Das Leben der Steine

Nachdenklich blickte das Mädchen die Großmutter an. Ihr Gesicht trug die Spuren eines langen Lebens. Die fahle Haut war von dicken Furchen durchzogen. Zum ersten Mal wurde dem Mädchen bewusst, auf welche Weise die Menschen aus der Welt verschwanden. Der Zahn der Zeit zermahlte sie langsam bei lebendigem Leib.

Bei dem Gedanken, dass der Abschied von ihrer Großmutter näher rückte, spürte das Mädchen einen unbekannten Schmerz in ihrer Seele. Er fühlte sich an, wie ein riesiger Felsblock, der gegen ihre Brust drückte.

Unvermittelt kam ihr der Steinhaufen in den Sinn, der im Garten hinter dem Haus lag. Die Steine mussten nicht fürchten, aus der Welt zu verschwinden. Für sie spielte es keine Rolle, wie alt sie waren. Ihnen schlug keine Stunde. Ihre Zeit schien endlos zu sein.
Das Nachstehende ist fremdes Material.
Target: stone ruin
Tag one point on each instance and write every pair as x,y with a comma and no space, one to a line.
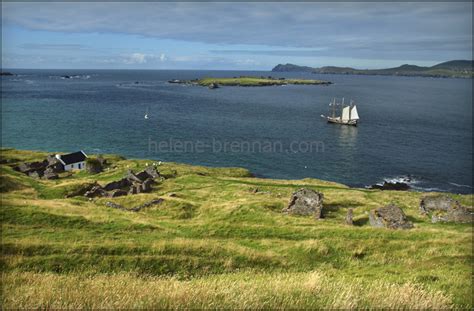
305,202
131,184
390,216
442,208
46,169
136,208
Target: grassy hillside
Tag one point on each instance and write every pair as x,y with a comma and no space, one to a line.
219,240
256,81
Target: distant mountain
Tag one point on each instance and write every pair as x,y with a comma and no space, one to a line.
450,69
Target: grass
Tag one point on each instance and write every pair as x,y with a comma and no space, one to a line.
256,81
216,243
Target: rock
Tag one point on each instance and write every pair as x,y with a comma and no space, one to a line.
115,205
56,167
305,202
82,190
134,209
119,184
102,161
445,209
133,178
96,191
32,166
50,174
390,216
400,186
146,185
116,193
349,216
35,174
152,172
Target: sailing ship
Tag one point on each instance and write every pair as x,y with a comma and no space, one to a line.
342,114
146,113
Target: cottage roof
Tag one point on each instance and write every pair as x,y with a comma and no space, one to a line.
73,157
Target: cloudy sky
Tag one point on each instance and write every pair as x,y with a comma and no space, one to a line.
224,35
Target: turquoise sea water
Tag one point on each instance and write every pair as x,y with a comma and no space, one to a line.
416,129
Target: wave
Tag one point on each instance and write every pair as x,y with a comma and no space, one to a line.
69,77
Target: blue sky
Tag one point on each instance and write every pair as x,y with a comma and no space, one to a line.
222,35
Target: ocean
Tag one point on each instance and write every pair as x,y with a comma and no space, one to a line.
412,129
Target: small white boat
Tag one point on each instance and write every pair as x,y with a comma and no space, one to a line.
348,114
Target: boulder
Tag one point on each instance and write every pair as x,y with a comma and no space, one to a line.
390,216
152,172
28,167
132,177
50,174
35,174
119,184
349,216
56,167
81,190
146,185
102,161
115,205
442,208
93,166
305,202
96,191
387,185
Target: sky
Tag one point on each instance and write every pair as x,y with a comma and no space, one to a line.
234,36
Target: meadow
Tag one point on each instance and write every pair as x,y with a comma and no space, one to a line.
219,240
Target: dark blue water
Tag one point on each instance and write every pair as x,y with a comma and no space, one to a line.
410,127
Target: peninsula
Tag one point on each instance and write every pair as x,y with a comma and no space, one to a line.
248,81
451,69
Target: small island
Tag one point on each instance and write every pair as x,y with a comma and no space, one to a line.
248,81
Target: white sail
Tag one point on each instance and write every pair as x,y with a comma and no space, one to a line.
354,114
345,113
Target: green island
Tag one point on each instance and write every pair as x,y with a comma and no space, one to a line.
218,239
249,81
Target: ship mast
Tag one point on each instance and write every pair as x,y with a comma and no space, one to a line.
350,108
334,108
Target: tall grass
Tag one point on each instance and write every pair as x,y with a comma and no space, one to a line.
313,289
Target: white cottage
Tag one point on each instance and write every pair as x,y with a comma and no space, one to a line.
73,161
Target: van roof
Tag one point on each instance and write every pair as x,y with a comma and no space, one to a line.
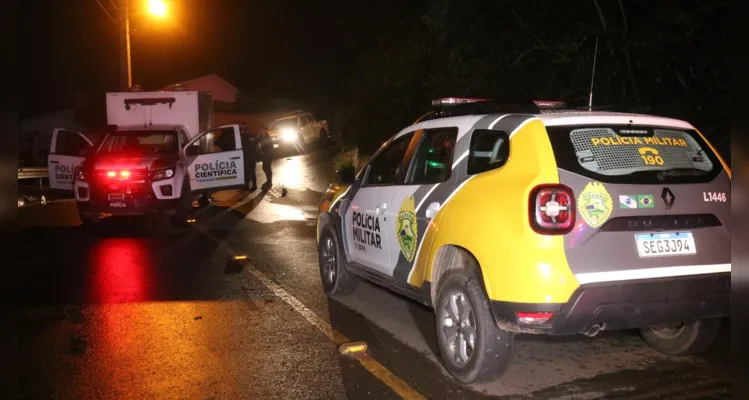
155,127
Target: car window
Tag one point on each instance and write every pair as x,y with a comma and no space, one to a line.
433,159
489,150
636,154
387,167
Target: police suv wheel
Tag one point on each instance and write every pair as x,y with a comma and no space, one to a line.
336,278
682,339
472,347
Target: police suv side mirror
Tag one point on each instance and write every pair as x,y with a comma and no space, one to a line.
346,175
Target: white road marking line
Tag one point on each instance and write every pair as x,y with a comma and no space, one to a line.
375,368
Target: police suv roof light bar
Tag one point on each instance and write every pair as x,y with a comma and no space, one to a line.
455,100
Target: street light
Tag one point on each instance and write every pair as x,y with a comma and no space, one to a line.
157,8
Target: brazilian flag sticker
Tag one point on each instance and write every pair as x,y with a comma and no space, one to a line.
645,201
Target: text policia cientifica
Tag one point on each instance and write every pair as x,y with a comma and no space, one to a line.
367,229
215,169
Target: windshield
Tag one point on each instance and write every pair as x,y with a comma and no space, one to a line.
279,123
627,153
160,142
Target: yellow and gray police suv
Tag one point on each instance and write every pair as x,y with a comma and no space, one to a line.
538,219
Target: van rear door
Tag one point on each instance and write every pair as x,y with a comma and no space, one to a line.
652,202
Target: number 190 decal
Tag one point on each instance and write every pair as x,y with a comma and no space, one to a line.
711,197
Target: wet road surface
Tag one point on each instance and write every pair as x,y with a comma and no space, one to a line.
129,313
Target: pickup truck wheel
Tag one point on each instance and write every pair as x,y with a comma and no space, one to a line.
335,276
471,345
682,339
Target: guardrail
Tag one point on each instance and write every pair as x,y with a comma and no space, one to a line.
32,173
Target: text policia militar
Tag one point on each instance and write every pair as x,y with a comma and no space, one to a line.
367,229
624,140
215,169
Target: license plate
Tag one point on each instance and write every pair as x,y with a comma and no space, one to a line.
665,244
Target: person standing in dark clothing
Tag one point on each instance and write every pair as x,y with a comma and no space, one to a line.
250,150
266,156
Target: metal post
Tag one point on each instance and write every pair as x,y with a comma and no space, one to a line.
126,74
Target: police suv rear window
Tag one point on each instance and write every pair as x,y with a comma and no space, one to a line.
635,154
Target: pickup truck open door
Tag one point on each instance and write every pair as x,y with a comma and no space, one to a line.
215,160
66,153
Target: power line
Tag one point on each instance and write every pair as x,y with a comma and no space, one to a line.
106,12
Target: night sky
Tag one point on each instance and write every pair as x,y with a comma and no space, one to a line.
372,67
283,48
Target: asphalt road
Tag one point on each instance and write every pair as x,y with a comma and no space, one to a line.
130,313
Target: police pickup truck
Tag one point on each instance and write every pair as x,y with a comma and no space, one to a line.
158,155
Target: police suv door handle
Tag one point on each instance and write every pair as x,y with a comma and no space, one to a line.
382,207
432,210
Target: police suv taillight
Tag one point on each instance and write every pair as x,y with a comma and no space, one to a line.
552,209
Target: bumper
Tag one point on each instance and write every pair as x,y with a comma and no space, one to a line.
141,199
625,305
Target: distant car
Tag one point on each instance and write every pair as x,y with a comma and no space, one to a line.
541,219
298,130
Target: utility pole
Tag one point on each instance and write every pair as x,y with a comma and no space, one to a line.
126,73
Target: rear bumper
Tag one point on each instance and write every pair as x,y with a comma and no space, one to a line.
626,305
141,207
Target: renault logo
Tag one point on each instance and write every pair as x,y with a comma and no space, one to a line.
668,198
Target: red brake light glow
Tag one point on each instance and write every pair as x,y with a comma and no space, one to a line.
123,174
552,209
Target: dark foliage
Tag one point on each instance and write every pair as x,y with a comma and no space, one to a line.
662,57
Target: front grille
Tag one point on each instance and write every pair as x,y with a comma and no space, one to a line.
661,223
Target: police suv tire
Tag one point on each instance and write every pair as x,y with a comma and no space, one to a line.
339,281
691,338
493,347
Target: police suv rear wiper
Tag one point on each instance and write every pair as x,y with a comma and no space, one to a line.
662,175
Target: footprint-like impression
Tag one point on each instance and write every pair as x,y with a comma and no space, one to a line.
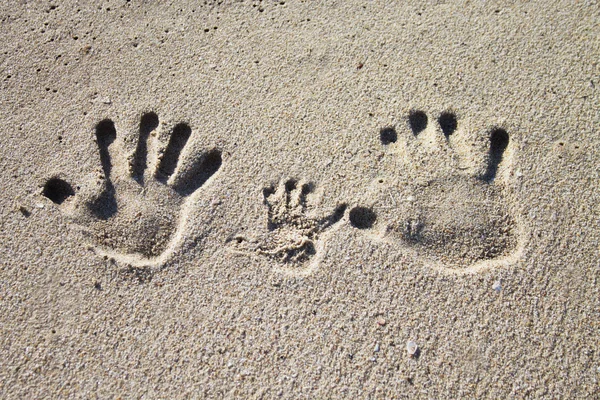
444,197
135,211
293,236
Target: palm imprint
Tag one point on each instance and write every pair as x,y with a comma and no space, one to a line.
293,232
135,210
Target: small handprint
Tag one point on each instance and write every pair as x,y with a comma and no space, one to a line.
293,235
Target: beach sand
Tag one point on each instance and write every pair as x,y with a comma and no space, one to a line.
280,199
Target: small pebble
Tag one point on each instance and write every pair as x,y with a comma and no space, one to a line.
411,348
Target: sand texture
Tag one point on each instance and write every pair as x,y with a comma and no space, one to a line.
300,199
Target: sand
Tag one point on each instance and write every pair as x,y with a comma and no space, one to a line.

<Warum leben die Steine ewig und die Menschen so kurz?>, platzte es aus ihr heraus. Es wollte dem Mädchen nicht in den Kopf gehen, warum ihrer Großmutter nicht die gleiche Zeit auf der Welt gegönnt war wie den Steinen.

Die Großmutter lächelte über diese Frage. <Die Steine führen ein anderes Leben als wir.>, sagte sie. <Sie sehen nicht das Licht der Sonne, die über ihnen strahlt. Sie ahnen nichts von der Weite des Horizonts und der Unendlichkeit des Himmels. Sie spüren nicht den Regen, der aus den Wolken auf sie fällt. Sie hören nicht den Wind, der in den Bäumen rauscht. Aber wenn sie von der Schönheit der Welt wüssten, würden sie ihr langes Leben gegen einen einzigen Augenblick von dir tauschen wollen.>

Das Mädchen sah die Großmutter mit großen Augen an. In ihrem Kopf funkte und blitzte es an tausend Stellen gleichzeitig. Die Steine lebten länger als die Menschen. An dieser Tatsache war nicht zu rütteln. Aber ihr Dasein kannte keine Freude. Für sie blieb die Welt eine Ewigkeit lang ein dunkler Ort. Sie hatten keine Familie und keine Freunde. Sie feierten keine Geburtstage und keine anderen Feste. Sie hörten kein Lachen und kein Weinen. Sie wussten nicht, wie es sich anfühlte, glücklich oder traurig zu sein.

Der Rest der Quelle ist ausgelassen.